Jewell sat on the roof of what would one day be The Empress, the hottest boutique hotel in RhyDin. Or maybe she would name it The House of Summer. She wasn’t really sure yet. It didn’t really matter.

She poured another glass of whatever it was she was drinking, turning the bottle over in her hands to see exactly what it was. Whiskey. Distilled beyond the veil and sold at Beyond the Veil. Only the best for The Empress, especially when Ishmerai wasn’t watching. Actually, Jewell wasn’t sure that he wasn’t watching. She didn’t care. He was still being a royal pain in her ass and not speaking to her. Whatever!

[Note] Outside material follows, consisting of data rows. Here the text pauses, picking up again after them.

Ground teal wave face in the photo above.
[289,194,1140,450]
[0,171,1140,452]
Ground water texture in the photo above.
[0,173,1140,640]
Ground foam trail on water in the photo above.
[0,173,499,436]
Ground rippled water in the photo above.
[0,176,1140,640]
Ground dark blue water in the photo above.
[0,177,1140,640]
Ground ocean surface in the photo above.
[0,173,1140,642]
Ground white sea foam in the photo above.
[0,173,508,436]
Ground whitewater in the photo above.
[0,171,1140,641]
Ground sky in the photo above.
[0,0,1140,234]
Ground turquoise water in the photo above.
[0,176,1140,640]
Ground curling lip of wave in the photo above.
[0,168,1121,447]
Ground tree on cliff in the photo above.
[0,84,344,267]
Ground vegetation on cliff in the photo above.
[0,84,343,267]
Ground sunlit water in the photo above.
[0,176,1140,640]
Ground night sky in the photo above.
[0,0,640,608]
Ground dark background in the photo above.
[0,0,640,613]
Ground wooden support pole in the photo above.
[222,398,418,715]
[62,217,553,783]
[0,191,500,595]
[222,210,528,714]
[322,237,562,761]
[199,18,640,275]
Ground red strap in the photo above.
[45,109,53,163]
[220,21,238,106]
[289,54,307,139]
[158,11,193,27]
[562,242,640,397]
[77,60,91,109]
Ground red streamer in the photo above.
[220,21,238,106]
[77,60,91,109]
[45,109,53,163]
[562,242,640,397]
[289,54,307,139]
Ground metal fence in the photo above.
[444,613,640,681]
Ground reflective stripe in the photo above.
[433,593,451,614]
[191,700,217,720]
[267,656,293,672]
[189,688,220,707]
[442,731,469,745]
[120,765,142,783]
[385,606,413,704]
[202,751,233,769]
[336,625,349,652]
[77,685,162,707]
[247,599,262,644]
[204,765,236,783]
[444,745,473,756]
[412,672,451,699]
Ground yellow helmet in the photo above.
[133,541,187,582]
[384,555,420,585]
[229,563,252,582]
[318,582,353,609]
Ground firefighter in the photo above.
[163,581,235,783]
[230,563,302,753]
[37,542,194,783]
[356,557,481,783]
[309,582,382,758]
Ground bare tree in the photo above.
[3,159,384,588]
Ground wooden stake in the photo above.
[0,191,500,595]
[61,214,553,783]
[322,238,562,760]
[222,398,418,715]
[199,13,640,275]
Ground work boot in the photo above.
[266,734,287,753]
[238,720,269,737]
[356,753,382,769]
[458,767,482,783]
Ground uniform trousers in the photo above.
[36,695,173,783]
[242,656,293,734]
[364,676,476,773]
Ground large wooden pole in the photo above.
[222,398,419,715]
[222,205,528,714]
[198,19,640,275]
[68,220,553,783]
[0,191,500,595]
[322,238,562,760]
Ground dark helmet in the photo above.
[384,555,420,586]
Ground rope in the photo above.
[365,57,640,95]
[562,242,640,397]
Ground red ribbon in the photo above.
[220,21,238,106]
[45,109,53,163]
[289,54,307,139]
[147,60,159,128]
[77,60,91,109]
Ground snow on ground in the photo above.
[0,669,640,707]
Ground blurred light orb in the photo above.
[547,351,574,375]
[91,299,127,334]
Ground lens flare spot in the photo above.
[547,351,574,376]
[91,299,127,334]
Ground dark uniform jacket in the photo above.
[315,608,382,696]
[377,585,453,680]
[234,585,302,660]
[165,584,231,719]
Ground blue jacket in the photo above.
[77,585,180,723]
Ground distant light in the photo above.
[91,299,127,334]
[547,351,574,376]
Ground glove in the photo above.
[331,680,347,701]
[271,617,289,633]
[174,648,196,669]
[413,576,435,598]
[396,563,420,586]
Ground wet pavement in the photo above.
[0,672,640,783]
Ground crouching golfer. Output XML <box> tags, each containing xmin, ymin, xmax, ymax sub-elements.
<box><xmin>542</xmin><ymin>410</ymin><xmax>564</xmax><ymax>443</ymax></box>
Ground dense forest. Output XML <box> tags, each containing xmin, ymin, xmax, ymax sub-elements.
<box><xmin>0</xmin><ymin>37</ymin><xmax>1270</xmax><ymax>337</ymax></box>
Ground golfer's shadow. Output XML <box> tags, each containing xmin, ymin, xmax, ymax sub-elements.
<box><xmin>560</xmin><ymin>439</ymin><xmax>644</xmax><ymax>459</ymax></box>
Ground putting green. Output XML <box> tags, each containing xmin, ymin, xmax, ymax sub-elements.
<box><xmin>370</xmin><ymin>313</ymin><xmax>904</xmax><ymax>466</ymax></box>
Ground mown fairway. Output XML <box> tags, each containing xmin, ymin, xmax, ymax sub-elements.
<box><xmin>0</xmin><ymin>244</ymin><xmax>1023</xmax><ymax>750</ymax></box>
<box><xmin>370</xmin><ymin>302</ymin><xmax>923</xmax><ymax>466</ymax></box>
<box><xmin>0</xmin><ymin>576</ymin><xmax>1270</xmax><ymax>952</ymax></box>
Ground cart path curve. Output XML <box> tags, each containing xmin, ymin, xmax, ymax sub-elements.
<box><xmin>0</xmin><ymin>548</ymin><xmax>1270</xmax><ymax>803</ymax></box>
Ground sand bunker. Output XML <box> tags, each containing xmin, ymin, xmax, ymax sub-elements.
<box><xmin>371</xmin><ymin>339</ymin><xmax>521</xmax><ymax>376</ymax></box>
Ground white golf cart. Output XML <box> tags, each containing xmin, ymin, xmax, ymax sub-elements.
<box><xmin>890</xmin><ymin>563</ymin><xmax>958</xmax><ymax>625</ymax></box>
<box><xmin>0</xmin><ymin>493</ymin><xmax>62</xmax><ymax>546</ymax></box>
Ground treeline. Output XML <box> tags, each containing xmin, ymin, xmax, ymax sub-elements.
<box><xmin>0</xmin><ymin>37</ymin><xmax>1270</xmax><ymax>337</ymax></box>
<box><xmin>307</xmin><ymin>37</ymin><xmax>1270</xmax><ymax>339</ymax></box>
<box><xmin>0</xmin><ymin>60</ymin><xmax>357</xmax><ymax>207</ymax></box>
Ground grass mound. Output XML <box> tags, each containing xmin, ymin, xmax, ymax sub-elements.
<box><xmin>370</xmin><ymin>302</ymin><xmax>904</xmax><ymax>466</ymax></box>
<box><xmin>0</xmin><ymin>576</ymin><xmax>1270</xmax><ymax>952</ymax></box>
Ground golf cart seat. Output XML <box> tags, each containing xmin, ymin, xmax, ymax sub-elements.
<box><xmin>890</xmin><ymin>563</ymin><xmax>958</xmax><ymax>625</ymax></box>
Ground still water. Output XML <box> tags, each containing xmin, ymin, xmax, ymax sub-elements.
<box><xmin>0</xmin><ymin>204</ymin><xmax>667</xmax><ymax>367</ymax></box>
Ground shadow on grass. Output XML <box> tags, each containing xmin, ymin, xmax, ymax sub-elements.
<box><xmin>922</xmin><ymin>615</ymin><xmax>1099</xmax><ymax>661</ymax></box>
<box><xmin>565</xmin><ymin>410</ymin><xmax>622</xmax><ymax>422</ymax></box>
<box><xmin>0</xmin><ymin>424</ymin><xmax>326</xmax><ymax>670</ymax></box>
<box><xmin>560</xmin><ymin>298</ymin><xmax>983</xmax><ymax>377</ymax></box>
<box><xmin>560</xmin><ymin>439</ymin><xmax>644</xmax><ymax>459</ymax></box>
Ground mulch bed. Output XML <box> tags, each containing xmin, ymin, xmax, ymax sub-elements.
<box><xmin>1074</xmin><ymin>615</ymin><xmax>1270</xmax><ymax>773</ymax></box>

Setting her glass aside, she leaned back on her elbows and gazed star-wards. It was better than the piles of books and scrolls she had been looking at all day. Since her conversation with Kal last week, she had moved from library to library across the city, a woman on a mission: Could she find Sapphire? The answer seemed to be a definite maybe. With that decided, the question became, “How?” But the longer she searched for the answer, the more she realized that finding Sapphire was probably not the solution it originally seemed to be.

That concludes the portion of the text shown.